One of the biggest misconceptions about Malawi cichlids is that new fish need to be the same size so it "will be an even fight". The established fish will largely ignore new 1.5" cichlids because the juveniles are no threat to the established pecking order and the females are too young to breed. It is usally easier to add 1 to 2" cichlids, the bigger fish will not pick on them just to be bullies cause they are "mean" and easy to bully, the little ones are not worth the bother most of the time. If you add adult cichlids, then it can be an instant fight for pecking order privilages or new females may be courted violently, sometimes large adults get badly beaten up or killed.

Of course, adding very small fish with much larger fish can result in the large fish just seeing the juveniles as prey that will fit in their mouths, it depends on the fish. It takes some common snese. Your curret fish listed are not very good predators.

The juveniles should be fine to add if they are heathy.


----------



## frankeyser (Jul 29, 2008)

noki said:


> One of the biggest misconceptions about Malawi cichlids is that new fish need to be the same size so it "will be an even fight". The established fish will largely ignore new 1.5" cichlids because the juveniles are no threat to the established pecking order and the females are too young to breed.

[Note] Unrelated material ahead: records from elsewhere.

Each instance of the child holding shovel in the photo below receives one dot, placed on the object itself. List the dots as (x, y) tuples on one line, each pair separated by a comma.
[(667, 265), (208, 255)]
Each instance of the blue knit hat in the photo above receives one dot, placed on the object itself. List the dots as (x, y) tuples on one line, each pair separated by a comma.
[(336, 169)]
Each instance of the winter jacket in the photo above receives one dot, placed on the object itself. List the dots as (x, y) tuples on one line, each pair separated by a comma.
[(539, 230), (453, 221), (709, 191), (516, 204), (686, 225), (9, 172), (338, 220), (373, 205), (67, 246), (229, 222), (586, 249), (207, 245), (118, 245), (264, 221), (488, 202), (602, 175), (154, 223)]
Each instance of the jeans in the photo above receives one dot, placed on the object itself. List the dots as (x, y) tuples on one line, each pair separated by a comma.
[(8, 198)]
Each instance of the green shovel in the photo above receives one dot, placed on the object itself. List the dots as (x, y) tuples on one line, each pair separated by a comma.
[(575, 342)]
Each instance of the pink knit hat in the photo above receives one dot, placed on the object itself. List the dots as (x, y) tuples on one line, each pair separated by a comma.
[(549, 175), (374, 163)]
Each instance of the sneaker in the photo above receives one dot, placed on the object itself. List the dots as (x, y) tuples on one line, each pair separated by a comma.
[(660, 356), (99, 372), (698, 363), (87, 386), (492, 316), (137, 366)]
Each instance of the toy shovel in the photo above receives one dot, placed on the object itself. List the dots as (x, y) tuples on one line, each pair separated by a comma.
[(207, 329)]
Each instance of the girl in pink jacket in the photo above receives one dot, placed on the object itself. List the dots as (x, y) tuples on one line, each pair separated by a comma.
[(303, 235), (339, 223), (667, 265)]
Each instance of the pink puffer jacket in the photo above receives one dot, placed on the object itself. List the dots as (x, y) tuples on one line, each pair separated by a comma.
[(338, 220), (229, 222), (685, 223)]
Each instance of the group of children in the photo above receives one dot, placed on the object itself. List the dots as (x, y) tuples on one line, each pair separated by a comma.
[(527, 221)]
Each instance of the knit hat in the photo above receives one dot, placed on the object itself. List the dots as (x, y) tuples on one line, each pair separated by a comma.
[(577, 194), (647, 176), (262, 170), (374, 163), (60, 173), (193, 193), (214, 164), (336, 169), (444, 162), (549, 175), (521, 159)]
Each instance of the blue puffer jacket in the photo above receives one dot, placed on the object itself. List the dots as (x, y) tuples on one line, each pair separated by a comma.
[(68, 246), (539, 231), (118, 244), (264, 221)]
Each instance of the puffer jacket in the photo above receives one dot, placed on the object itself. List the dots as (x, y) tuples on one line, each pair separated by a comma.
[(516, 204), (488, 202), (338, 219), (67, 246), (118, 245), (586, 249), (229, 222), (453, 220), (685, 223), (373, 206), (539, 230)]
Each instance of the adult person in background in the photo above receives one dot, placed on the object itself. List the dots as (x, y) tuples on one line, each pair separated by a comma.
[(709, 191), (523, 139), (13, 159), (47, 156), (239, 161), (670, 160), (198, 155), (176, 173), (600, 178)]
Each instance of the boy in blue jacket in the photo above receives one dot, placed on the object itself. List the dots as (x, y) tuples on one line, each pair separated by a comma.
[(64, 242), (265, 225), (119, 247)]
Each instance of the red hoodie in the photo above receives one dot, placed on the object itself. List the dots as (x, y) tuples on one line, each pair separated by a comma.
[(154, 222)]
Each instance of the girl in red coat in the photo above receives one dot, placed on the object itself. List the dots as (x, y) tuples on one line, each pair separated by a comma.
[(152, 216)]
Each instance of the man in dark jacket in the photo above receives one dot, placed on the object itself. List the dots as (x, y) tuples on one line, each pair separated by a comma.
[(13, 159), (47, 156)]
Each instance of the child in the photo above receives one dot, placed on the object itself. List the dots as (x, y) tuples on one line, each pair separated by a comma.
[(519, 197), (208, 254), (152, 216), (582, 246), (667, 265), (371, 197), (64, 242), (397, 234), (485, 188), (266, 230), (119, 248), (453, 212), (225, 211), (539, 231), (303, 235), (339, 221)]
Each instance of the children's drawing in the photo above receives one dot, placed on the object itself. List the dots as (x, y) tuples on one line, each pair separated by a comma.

It is usally easier to add 1 to 2" cichlids, the bigger fish will not pick on them just to be bullies cause they are "mean" and easy to bully, the little ones are not worth the bother most of the time. If you add adult cichlids, then it can be an instant fight for pecking order privilages or new females may be courted violently, sometimes large adults get badly beaten up or killed.
> 
> Of course, adding very small fish with much larger fish can result in the large fish just seeing the juveniles as prey that will fit in their mouths, it depends on the fish. It takes some common snese. Your curret fish listed are not very good predators.
> 
> The juveniles should be fine to add if they are heathy.


I agree with this. I add mine when they are about an inch.


----------



## venustus19 (Aug 30, 2007)

thanks for the responces guys... do you think i should add the smaller rocks that are in the 20L with my small guys to the 90 for extra hiding spots till they get a little bigger, or is that not ness.
thanks again...


----------